Virginia's River Country - Regional Partnership for Economic Development

 

In 1997, the 10 counties that comprise Virginia’s Middle Peninsula and the Northern Neck qualified as a regional partnership for economic development under the Virginia Regional Competitiveness Program. They formed a regional economic development agency, Virginia’s River Country, and were awarded a total of $10.97 million over five years for regional projects.

In 2001, the Regional Competitiveness Program announced that all partnerships must re-qualify for support by updating strategic plans for regional cooperation and economic development. Leaders of Virginia’s River Country quickly agreed that their region was too large to be truly effective and must reorganize.

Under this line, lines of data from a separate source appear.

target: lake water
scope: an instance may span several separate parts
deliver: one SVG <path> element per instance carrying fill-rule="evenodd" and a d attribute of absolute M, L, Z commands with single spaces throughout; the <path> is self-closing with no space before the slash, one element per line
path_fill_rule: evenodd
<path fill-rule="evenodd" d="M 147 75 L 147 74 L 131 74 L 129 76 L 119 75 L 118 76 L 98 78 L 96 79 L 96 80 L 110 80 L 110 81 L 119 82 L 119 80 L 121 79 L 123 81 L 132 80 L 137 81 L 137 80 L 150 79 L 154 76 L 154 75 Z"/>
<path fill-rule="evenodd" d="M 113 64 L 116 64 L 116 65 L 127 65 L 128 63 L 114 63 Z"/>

They agreed that separate economic partnerships would best serve the communities in the Middle Peninsula and the Northern Neck and that the two regions would pursue re-qualification separately. They also agreed that the Middle Peninsula would retain Virginia’s River Country, a 501-c-6 corporation, as the economic development agency for its six counties and three towns.

A two-step process was used to create the new regional partnership for the Middle Peninsula. This was due to timing. Virginia’s River Country cannot reorganize as a new partnership until the current Virginia’s River Country Board of Directors’ charter expires on June 30, 2002.

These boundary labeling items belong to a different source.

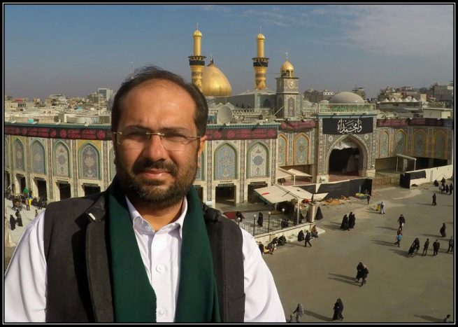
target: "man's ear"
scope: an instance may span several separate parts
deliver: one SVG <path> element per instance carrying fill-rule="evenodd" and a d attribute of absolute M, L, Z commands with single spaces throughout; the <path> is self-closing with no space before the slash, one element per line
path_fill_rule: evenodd
<path fill-rule="evenodd" d="M 207 136 L 204 135 L 202 137 L 201 137 L 200 141 L 199 142 L 199 149 L 197 150 L 197 168 L 201 167 L 201 155 L 202 154 L 202 151 L 203 151 L 203 148 L 205 148 L 205 144 L 206 141 L 207 141 Z"/>

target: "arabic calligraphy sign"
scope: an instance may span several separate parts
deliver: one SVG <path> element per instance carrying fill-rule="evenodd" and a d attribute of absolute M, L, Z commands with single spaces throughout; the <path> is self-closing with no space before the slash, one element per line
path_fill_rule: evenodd
<path fill-rule="evenodd" d="M 371 133 L 373 124 L 373 118 L 323 118 L 323 134 Z"/>

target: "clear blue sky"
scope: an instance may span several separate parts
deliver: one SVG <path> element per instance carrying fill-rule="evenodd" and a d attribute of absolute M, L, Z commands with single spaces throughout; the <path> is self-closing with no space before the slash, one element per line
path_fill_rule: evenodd
<path fill-rule="evenodd" d="M 453 4 L 173 5 L 3 4 L 4 92 L 42 99 L 116 90 L 134 67 L 156 64 L 190 81 L 199 23 L 206 64 L 233 95 L 253 89 L 262 27 L 267 86 L 285 53 L 301 92 L 448 84 L 454 79 Z"/>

As a first step, the Regional Economic Development Partnership was formed by the Middle Peninsula Planning District Commission (MPPDC) in January, 2002 to develop and adopt the new strategic plan for economic development. The second step calls for the members of the planning committee to assume responsibility on July 1 as the Board of Directors of Virginia’s River Country to implement the strategic plan.

The Middle Peninsula’s six counties and three towns adopted resolutions in January, February and March to establish the new regional partnership and support the reorganization of Virginia’s River Country as the regional economic development agency.

Partnership members were recruited from key stakeholder groups - county and town elected officials and administrators, as well as leaders of educational, civic and other community organizations. They participated in each stage of the development of the new strategic plan. Their involvement ranged from early leadership in determining how Middle Peninsula should best manage economic development to direct participation in public strategy sessions for priority economic sectors.